I'm looking for the (1) name and (2) a (cleaner) method in R (base and data.table preferred) of the following.
Input
> d1
id x y
1 1 1 NA
2 2 NA 3
3 3 4 NA
> d2
id x y z
1 4 NA 30 a
2 3 20 2 b
3 2 14 NA c
4 1 15 97 d
(note that the actual data.frames have hundreds of columns)
Expected output:
> d1
id x y z
1 1 1 97 d
2 2 14 3 c
3 3 4 2 b
Data and current solution:
d1 <- data.frame(id = 1:3, x = c(1, NA, 4), y = c(NA, 3, NA))
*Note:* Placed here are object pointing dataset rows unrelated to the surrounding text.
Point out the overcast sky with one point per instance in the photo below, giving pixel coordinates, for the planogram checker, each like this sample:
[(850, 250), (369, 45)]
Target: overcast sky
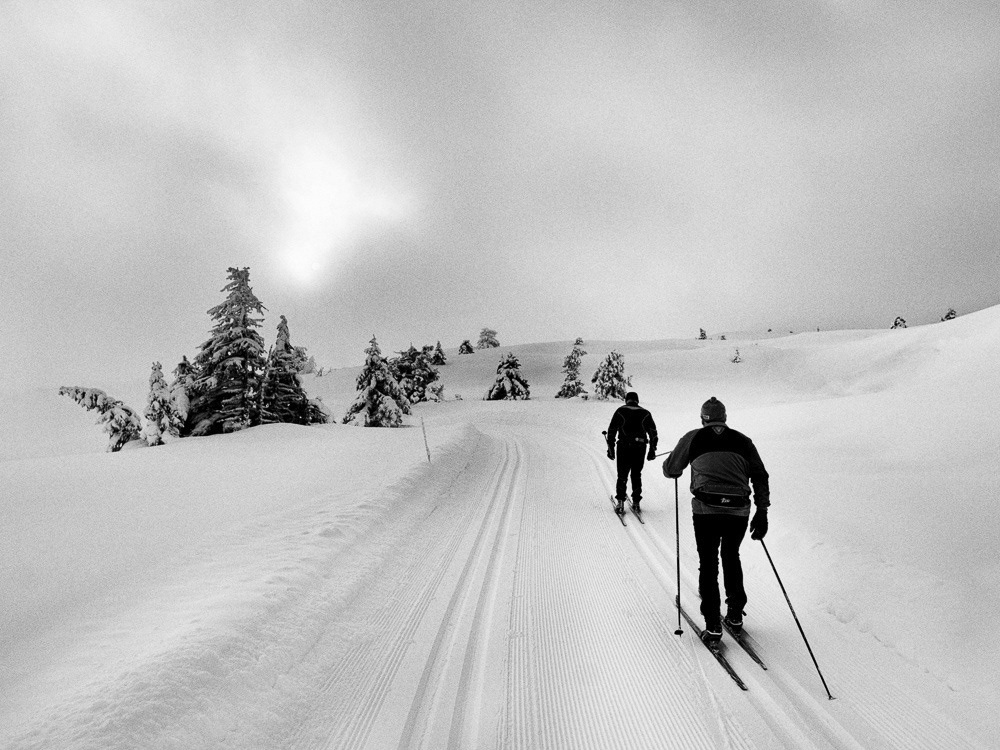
[(419, 170)]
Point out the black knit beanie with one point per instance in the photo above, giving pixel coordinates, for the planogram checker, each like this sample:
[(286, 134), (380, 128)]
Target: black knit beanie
[(713, 410)]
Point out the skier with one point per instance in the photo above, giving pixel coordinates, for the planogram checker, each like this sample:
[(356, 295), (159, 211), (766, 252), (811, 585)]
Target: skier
[(724, 463), (634, 427)]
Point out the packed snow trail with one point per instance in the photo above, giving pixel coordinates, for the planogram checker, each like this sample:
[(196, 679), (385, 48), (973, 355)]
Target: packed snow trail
[(493, 600), (516, 612)]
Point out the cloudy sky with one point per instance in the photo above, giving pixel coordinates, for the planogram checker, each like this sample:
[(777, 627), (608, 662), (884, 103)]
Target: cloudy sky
[(418, 170)]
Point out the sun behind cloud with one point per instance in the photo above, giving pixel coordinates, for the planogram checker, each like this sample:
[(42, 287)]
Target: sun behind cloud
[(326, 201)]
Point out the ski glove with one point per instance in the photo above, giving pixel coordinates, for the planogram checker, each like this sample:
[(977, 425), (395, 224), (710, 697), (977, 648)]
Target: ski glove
[(758, 524)]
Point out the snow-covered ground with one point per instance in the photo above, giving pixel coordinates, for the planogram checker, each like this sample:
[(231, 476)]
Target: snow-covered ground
[(328, 587)]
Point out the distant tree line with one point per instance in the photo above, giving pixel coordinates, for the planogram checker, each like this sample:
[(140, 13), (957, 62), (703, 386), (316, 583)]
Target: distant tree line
[(235, 381)]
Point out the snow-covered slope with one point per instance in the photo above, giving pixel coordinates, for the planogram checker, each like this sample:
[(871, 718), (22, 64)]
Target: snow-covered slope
[(328, 587)]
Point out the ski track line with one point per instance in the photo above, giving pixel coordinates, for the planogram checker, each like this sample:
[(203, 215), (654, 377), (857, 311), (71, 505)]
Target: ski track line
[(346, 721), (414, 622), (451, 644), (787, 725), (726, 733), (731, 731), (893, 721), (582, 691)]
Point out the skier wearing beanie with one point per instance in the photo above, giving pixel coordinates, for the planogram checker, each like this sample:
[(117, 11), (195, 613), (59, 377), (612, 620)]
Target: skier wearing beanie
[(634, 428), (724, 463)]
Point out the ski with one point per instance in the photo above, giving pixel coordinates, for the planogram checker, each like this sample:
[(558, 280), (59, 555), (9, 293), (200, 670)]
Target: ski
[(742, 639), (714, 648), (621, 516)]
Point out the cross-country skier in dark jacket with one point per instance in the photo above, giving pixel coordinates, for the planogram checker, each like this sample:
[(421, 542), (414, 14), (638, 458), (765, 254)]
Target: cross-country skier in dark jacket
[(724, 463), (635, 429)]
d2 <- data.frame(id = 4:1, x = c(NA, 20, 14, 15), y = c(30, 2, NA, 97), z = letters[1:4])
for (col in setdiff(names(d1), "id")) {
# If missing look in d2
missing <- is.na(d1[[col]])
d1[missing, col] <- d2[match(d1$id[missing], d2$id), col]
}
for (col in setdiff(names(d2), names(d1))) {
# If column missing then add
d1[[col]] <- d2[match(d1$id, d2$id), col]
}
PS:
Likely this questions has been asked before but I'm lacking in vocabulary to search it.